A year later after still getting nothing from this guy they fired both of them. They tried to hire some consulting firm but got nothing from them either. By this time it was too late. The rivals? They became a billion dollar public company and I see their commercials on TV sometimes. I always want to throw a shoe at the TV when I see them. We had everything but a damn store and in reality actual technology leadership. If I had been such a person instead of a programmer I would have had the track record and clout to make it happen. But all I was was a programmer.
I could go on and on but the key is that you can’t make changes in how people do things in a technical sense unless you have the ability, the authority and the opportunity. Once you make that call and assuming you find the right places to grow, the sky is really the limit.
When I was on TV (Computer Chronicles) in early 1987 showing our product Trapeze the other presenter was Mike Slade who was product manager of Excel.
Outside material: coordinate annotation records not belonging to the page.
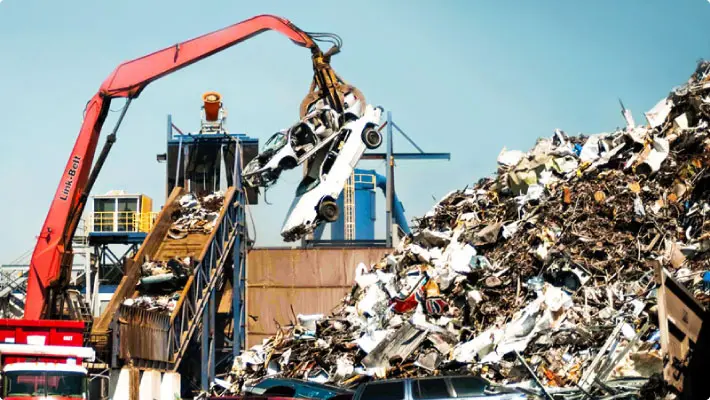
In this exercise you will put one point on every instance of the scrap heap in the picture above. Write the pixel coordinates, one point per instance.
(547, 266)
(162, 281)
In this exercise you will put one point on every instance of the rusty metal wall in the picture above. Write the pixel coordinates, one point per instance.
(312, 281)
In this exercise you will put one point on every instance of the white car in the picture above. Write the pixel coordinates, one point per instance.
(291, 147)
(327, 174)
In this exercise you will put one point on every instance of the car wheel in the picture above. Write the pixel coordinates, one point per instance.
(287, 163)
(328, 210)
(372, 138)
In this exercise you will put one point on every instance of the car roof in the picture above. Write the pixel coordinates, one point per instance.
(281, 381)
(425, 378)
At the time young me thought him some random marketing weenie (young people can be pretty stupid). Yet he started all these companies later including ESPN, worked for Apple in various leadership roles, was a good friend of Steve Jobs and started his own VC firm.
And today I am still just a programmer. Who’s the weenie now? I doubt I will ever be able to really retire. Thankfully I am still good at delivery (I was recruited into my present job by a former manager who needed what he knew I can do) but still all I will be until I croak is what I am now.
Being a programmer for nearly 35 years and still being able to get things done and ship is still fun and I’ve been able to work on amazing things over the years. But I can still feel the regret of not seeking the challenge of just leadership. In some ways programming was the easy choice. Given how close I got to the whole Dotcom timeframe, or even the return of Steve to Apple, and still had recent leadership experience, I could have been almost anything.
So yes I regret not taking that choice and seeing where it would have led me, yet I would have missed all the fun of writing code and the soul-draining jobs that often come with it where you can’t really fix anything.
I came to a fork in the road and took the one less traveled. Perhaps now I realize why.